Por que não podemos fazer e tomar essa atitude tão simples que Jesus determina para os seus seguidores? Por que achamos que preservando os nossos interesses, buscando os nossos sonhos viveremos a vontade de Deus e seremos agradáveis a Ele? Por que não compreendemos o que significa “morrer para nós mesmos”?

O evangelho não mudou, os sonhos e interesses dos homens também não. Há dois mil anos Jesus proferiu essas palavras, como uma alerta para quem deseja ser seu seguidor e alcançar a verdadeira vida e esse mesmo alerta é válido para nós hoje, mesmos cercados de tanta tecnologia e conhecimento.

Nós queremos viver os sonhos de Deus para as nossas vidas, não segundo a natureza de Deus; mas segundo a nossa natureza. Precisamos compreender que são incompatíveis. Não existe vida de Deus, vivendo segundo o que pensamos e achamos.

A verdadeira vida encontramos e desfrutamos quanto morremos para nós mesmos, para os nossos desejos e sonhos. Quando assim fazemos aprendemos a viver segundo o coração do Pai. Quando vivemos segundo o coração do Pai, desfrutamos dos verdadeiros sonhos de Deus para as nossas vidas.

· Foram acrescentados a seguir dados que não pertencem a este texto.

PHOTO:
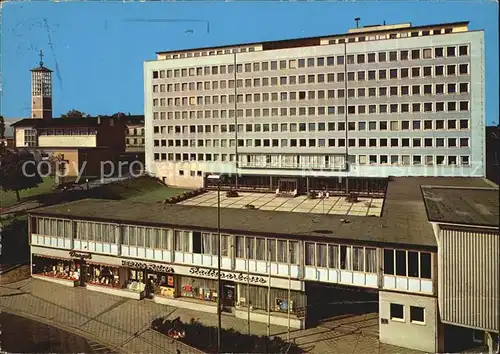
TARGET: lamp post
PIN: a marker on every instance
(217, 179)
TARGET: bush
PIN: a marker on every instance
(232, 193)
(205, 338)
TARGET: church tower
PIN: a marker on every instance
(41, 92)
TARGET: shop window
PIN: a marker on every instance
(197, 240)
(103, 275)
(309, 254)
(182, 241)
(345, 257)
(61, 269)
(397, 312)
(425, 265)
(260, 249)
(199, 288)
(333, 256)
(321, 250)
(165, 286)
(135, 280)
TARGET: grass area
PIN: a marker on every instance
(8, 198)
(142, 189)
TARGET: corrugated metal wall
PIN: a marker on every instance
(468, 279)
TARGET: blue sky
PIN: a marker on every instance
(97, 53)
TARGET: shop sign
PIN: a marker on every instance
(80, 255)
(149, 266)
(240, 277)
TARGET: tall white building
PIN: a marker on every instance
(378, 101)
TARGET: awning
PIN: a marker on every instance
(52, 257)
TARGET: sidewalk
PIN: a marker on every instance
(123, 324)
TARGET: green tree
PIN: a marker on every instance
(18, 171)
(74, 114)
(2, 136)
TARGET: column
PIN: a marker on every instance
(301, 272)
(232, 251)
(170, 245)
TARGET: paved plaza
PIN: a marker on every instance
(267, 201)
(123, 324)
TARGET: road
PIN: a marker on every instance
(20, 335)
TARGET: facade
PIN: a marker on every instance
(41, 91)
(465, 223)
(277, 267)
(84, 144)
(88, 146)
(134, 138)
(392, 100)
(493, 154)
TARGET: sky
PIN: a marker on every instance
(97, 49)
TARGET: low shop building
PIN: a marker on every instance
(290, 269)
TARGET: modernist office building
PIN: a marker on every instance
(426, 268)
(377, 101)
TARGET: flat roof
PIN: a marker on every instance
(463, 206)
(291, 41)
(403, 222)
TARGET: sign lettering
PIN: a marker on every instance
(80, 255)
(149, 266)
(212, 273)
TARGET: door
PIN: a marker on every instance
(229, 295)
(151, 285)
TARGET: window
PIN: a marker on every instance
(397, 312)
(417, 314)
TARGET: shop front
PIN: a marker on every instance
(58, 270)
(175, 285)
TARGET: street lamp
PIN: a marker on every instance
(217, 179)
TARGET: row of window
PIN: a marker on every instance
(416, 107)
(315, 162)
(287, 64)
(350, 39)
(321, 142)
(362, 92)
(360, 75)
(382, 125)
(73, 131)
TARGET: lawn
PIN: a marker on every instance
(8, 199)
(142, 189)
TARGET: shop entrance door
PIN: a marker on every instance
(228, 296)
(151, 285)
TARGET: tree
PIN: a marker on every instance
(18, 171)
(2, 136)
(74, 114)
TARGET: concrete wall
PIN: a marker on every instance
(469, 274)
(476, 113)
(404, 333)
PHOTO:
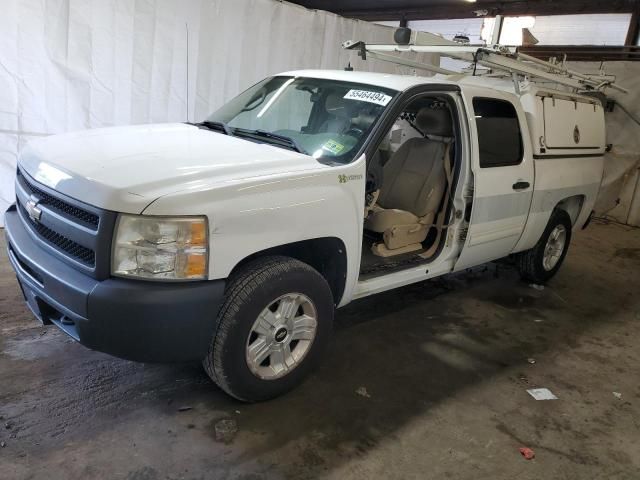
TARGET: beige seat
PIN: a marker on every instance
(413, 187)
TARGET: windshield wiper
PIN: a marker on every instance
(288, 141)
(211, 125)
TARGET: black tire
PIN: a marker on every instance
(249, 291)
(530, 262)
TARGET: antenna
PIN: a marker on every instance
(186, 25)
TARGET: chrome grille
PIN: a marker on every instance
(76, 251)
(58, 205)
(78, 233)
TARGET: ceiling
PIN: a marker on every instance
(440, 9)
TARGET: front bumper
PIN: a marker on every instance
(136, 320)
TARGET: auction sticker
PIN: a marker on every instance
(367, 96)
(333, 147)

Se vivemos as nossas vidas pensando em nós mesmos, em resolvermos os nossos problemas, em vivermos primeiro o que pensamos ser o melhor para nós, então, não estamos vivendo para Deus. Estamos enganando o nosso coração, mesmo que pensemos que ir a local de reunião todos os domingos, encontrar nos pequenos grupos durante a semana é mais que suficiente para viver o evangelho. Fazer isso, nada mais é que religiosidade, e andar segundo o pensamento do homem. Se não conseguimos viver o evangelho dentro de nossas casas; se não somos capazes de abrir mão de nossos interesse em favor dos outros; se no ambiente de serviço tratamos todos com um relacionamento diferente do proposto pelo evangelho;  se consideramos as pessoas como incapazes, que não querem fazer; se tratamos mal as pessoas, então não temos vivido o evangelho.

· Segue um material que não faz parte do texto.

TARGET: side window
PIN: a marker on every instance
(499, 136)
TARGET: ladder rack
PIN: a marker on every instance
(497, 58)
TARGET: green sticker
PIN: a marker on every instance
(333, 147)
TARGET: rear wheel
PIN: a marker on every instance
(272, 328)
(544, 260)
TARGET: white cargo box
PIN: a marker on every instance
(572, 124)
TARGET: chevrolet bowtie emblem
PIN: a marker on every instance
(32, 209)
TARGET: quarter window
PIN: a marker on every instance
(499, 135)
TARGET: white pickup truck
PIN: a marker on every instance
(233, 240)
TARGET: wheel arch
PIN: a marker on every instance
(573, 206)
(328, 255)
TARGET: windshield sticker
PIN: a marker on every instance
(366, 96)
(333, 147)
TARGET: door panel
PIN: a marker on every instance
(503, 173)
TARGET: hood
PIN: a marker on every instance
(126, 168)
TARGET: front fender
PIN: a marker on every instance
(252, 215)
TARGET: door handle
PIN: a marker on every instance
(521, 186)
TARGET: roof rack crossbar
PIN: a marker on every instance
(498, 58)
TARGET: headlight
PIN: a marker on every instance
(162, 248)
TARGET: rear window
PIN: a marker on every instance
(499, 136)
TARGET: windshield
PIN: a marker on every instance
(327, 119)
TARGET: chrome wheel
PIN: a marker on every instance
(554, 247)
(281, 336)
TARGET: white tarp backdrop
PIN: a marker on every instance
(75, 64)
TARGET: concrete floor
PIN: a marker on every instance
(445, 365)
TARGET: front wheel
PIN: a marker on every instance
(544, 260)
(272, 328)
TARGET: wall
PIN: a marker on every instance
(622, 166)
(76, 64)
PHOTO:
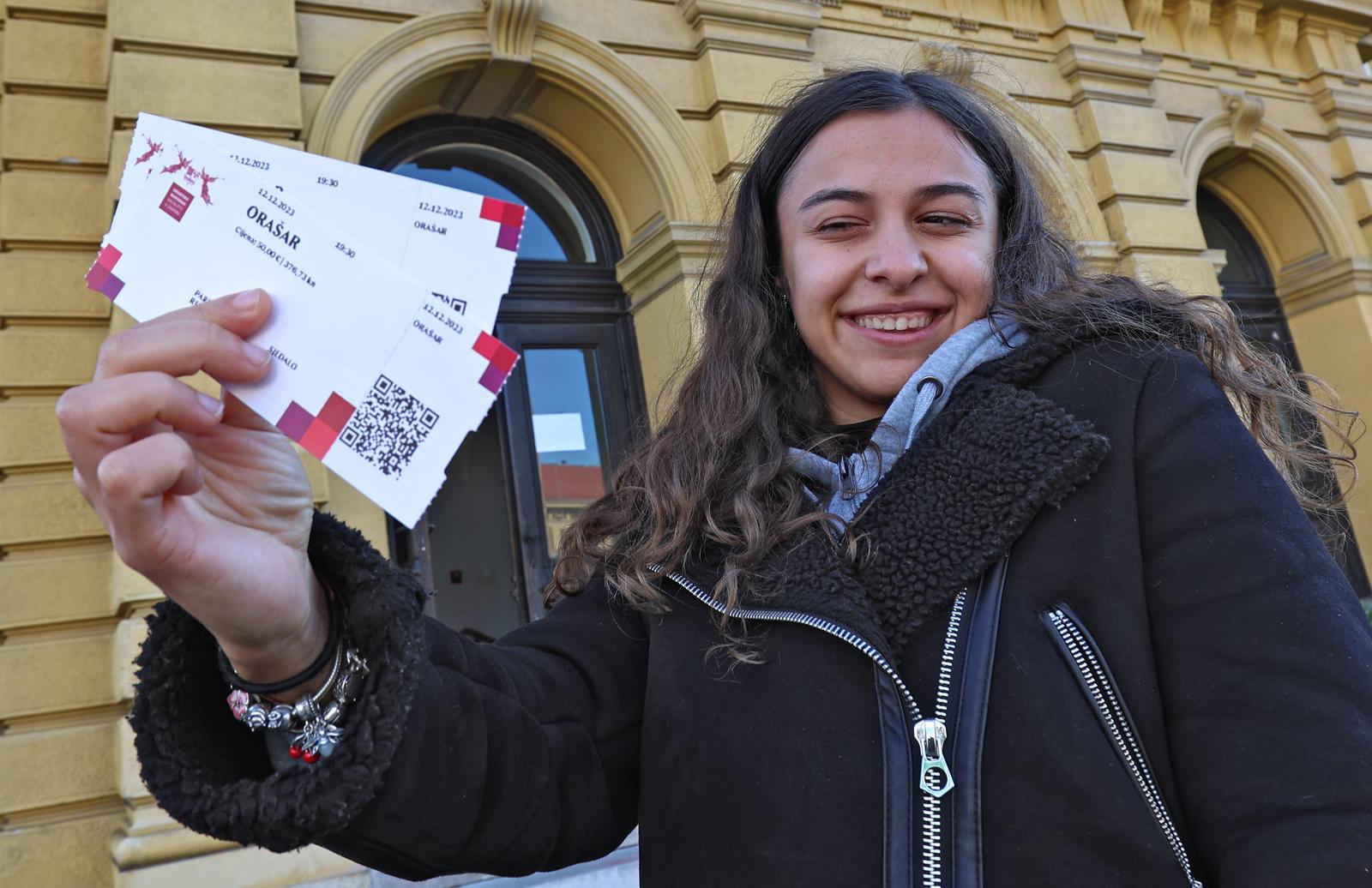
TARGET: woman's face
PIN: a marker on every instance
(888, 236)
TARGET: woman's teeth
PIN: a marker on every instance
(895, 322)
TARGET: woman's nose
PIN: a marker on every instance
(896, 259)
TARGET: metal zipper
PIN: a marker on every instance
(930, 734)
(1110, 710)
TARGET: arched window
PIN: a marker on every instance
(1249, 288)
(569, 410)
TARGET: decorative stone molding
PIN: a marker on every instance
(1241, 23)
(1108, 73)
(954, 62)
(512, 25)
(1193, 22)
(1290, 166)
(1280, 29)
(1146, 16)
(1245, 112)
(1022, 11)
(1324, 281)
(770, 27)
(663, 255)
(357, 102)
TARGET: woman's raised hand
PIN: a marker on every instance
(202, 496)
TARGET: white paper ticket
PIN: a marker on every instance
(418, 226)
(194, 222)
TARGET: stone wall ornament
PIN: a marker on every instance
(1245, 114)
(1146, 16)
(1280, 27)
(512, 25)
(1241, 23)
(1021, 11)
(951, 61)
(1194, 21)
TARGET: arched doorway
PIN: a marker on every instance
(1249, 288)
(569, 410)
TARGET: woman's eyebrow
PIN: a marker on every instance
(852, 195)
(823, 195)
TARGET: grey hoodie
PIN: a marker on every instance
(845, 483)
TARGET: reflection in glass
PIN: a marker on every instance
(569, 435)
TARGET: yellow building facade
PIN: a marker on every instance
(1131, 107)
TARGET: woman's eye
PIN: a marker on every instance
(943, 219)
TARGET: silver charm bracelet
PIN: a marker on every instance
(313, 718)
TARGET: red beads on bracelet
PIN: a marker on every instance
(298, 751)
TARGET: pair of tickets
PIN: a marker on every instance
(384, 293)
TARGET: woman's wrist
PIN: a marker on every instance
(292, 654)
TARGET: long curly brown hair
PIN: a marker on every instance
(715, 473)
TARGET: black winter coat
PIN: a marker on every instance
(1157, 663)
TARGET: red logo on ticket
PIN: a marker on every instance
(178, 201)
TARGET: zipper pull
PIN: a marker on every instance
(935, 776)
(845, 478)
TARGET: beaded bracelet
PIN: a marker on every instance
(313, 718)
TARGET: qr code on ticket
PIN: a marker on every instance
(388, 427)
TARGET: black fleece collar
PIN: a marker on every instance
(950, 506)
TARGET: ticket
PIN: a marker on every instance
(424, 229)
(194, 222)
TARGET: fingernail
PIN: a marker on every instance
(256, 355)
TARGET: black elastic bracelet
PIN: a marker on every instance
(312, 670)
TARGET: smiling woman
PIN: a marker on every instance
(951, 565)
(884, 259)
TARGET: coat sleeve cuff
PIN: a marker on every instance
(213, 775)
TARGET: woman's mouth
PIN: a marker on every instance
(903, 321)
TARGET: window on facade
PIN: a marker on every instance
(569, 410)
(1249, 288)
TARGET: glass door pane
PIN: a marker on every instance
(569, 435)
(569, 418)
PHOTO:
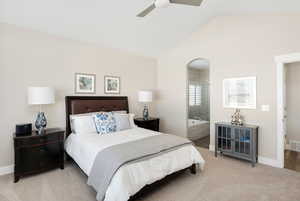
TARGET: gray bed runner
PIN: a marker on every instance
(109, 160)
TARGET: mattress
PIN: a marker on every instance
(130, 178)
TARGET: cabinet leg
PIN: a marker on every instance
(16, 179)
(193, 169)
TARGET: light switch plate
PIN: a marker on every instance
(265, 108)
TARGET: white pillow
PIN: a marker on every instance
(130, 118)
(122, 121)
(83, 124)
(121, 112)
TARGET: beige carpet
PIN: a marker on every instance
(224, 179)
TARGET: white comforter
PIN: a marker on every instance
(130, 178)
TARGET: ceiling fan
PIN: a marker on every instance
(164, 3)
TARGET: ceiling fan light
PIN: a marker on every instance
(161, 3)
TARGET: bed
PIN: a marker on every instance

Se primeiramente pensamos em alcançar a promoção; ou se somos capazes de sonegar imposto; ou se o nosso coração está em termos a nossa casa, o nosso carro e nisso colocamos o nosso coração; então não andamos segundo o princípio de vida estabelecido por Deus.

Viver o evangelho, viver segundo o coração de Deus, é efetivamente morrermos para nós mesmos, para o que desejamos e pensamos, é pararmos de fazer escolhas segundo os nosso interesses e passarmos a aceitar o que Deus está nos conduzindo a fazer.

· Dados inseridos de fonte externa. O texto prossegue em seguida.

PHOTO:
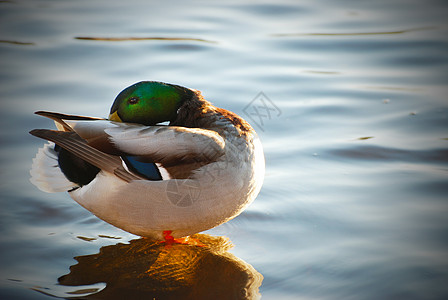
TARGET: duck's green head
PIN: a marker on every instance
(149, 103)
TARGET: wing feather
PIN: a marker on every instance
(76, 145)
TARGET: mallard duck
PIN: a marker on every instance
(166, 162)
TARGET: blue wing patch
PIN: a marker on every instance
(148, 170)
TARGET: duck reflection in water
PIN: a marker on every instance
(144, 269)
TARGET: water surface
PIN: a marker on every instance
(354, 204)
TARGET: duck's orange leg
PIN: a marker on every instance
(170, 240)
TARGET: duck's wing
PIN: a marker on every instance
(79, 147)
(59, 118)
(169, 145)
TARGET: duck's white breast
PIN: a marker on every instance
(216, 193)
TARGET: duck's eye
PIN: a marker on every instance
(133, 100)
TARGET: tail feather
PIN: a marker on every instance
(46, 174)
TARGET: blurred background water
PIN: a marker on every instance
(354, 123)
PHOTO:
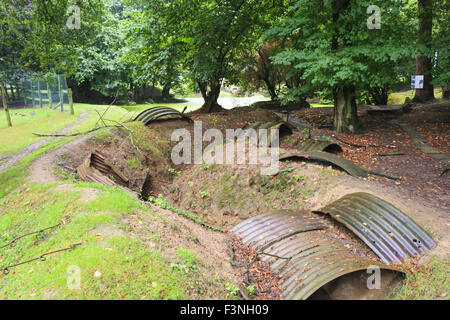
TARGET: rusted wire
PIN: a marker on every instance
(13, 242)
(6, 270)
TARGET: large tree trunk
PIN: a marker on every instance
(345, 112)
(424, 64)
(271, 89)
(210, 93)
(446, 92)
(166, 91)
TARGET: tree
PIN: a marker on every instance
(211, 36)
(256, 71)
(440, 45)
(100, 68)
(333, 48)
(155, 56)
(36, 38)
(424, 65)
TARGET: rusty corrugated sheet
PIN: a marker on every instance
(308, 145)
(350, 167)
(284, 128)
(97, 169)
(391, 234)
(151, 114)
(304, 256)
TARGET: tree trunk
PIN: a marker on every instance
(271, 89)
(345, 112)
(446, 92)
(424, 64)
(210, 94)
(380, 96)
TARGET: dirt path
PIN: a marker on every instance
(41, 170)
(35, 146)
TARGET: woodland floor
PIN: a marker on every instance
(222, 196)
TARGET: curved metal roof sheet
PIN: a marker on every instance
(391, 234)
(298, 249)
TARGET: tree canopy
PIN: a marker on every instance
(348, 51)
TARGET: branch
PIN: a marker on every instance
(73, 134)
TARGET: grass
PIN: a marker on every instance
(115, 266)
(21, 134)
(431, 281)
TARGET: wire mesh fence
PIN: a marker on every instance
(51, 92)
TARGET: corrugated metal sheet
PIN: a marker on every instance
(97, 169)
(391, 234)
(284, 128)
(304, 256)
(309, 145)
(350, 167)
(151, 114)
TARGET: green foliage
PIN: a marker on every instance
(331, 45)
(34, 35)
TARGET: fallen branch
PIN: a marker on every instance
(391, 154)
(383, 175)
(361, 146)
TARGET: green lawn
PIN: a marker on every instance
(113, 264)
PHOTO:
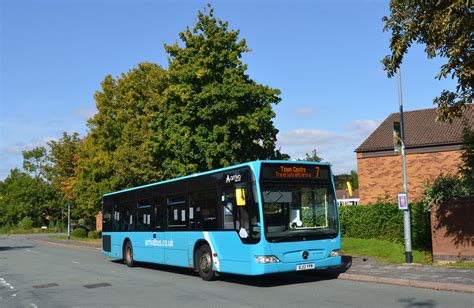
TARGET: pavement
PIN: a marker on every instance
(445, 278)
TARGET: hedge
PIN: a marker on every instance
(79, 233)
(385, 222)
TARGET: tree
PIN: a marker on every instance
(445, 28)
(35, 161)
(312, 157)
(63, 157)
(212, 114)
(22, 195)
(117, 152)
(466, 168)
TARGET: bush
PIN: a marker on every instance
(445, 188)
(385, 222)
(79, 233)
(26, 223)
(93, 234)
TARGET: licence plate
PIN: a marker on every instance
(303, 267)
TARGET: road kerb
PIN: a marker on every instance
(457, 287)
(61, 244)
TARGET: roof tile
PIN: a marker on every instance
(421, 129)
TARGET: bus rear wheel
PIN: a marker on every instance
(204, 263)
(128, 254)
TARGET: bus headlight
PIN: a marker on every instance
(335, 253)
(266, 259)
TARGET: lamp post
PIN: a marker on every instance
(68, 219)
(406, 212)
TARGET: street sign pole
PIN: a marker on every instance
(406, 213)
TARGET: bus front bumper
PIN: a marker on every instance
(283, 267)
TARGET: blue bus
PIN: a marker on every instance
(254, 218)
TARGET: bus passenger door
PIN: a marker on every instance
(158, 248)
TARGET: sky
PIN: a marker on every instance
(324, 56)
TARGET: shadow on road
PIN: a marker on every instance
(264, 281)
(413, 302)
(7, 248)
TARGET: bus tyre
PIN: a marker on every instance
(128, 254)
(204, 263)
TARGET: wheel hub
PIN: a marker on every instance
(205, 263)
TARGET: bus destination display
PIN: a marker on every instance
(294, 171)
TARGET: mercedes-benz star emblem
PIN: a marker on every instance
(305, 255)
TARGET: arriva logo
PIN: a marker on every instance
(233, 178)
(159, 243)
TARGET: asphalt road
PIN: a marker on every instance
(40, 275)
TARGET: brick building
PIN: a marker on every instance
(431, 148)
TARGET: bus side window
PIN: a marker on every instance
(107, 215)
(177, 218)
(203, 210)
(228, 208)
(144, 215)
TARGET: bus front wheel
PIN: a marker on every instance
(205, 263)
(128, 254)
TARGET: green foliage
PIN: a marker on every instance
(24, 196)
(384, 251)
(94, 234)
(63, 157)
(35, 161)
(25, 223)
(117, 153)
(385, 222)
(79, 233)
(445, 188)
(466, 168)
(312, 157)
(152, 124)
(212, 114)
(445, 28)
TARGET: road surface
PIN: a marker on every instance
(34, 274)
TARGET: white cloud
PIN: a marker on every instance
(336, 148)
(304, 112)
(85, 113)
(303, 137)
(363, 126)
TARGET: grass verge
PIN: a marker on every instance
(383, 251)
(81, 239)
(26, 231)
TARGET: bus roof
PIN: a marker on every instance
(250, 164)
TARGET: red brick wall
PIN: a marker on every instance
(381, 176)
(453, 231)
(98, 222)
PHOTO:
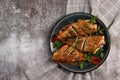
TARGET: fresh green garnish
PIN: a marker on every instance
(71, 21)
(88, 57)
(101, 30)
(57, 44)
(81, 64)
(101, 53)
(93, 19)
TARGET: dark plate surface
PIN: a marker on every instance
(74, 17)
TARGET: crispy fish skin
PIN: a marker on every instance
(80, 43)
(68, 54)
(93, 43)
(59, 52)
(87, 27)
(78, 29)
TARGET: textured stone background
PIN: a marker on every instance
(24, 28)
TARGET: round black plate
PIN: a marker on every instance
(74, 17)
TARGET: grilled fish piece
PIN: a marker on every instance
(87, 27)
(68, 55)
(80, 28)
(94, 43)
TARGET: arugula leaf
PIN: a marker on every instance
(93, 19)
(81, 64)
(101, 53)
(88, 57)
(57, 44)
(101, 30)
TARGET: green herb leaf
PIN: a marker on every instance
(71, 21)
(81, 64)
(101, 53)
(88, 57)
(57, 44)
(93, 19)
(101, 30)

Ser filho, experimentar a verdadeira vida implica em todos os dias pegarmos a cruz (instrumento de morte para nós mesmos) e aceitarmos o fardo de Jesus, é assumirmos os sonhos de Deus para as nossas vidas, e nos entregarmos de todo o coração com um único objetivo, realizar a vontade do Pai, mesmo que seja a única e última coisa que iremos fazer; pois sabemos, cremos que Ele verdadeiramente cuida dos nossos interesses melhor do que nós.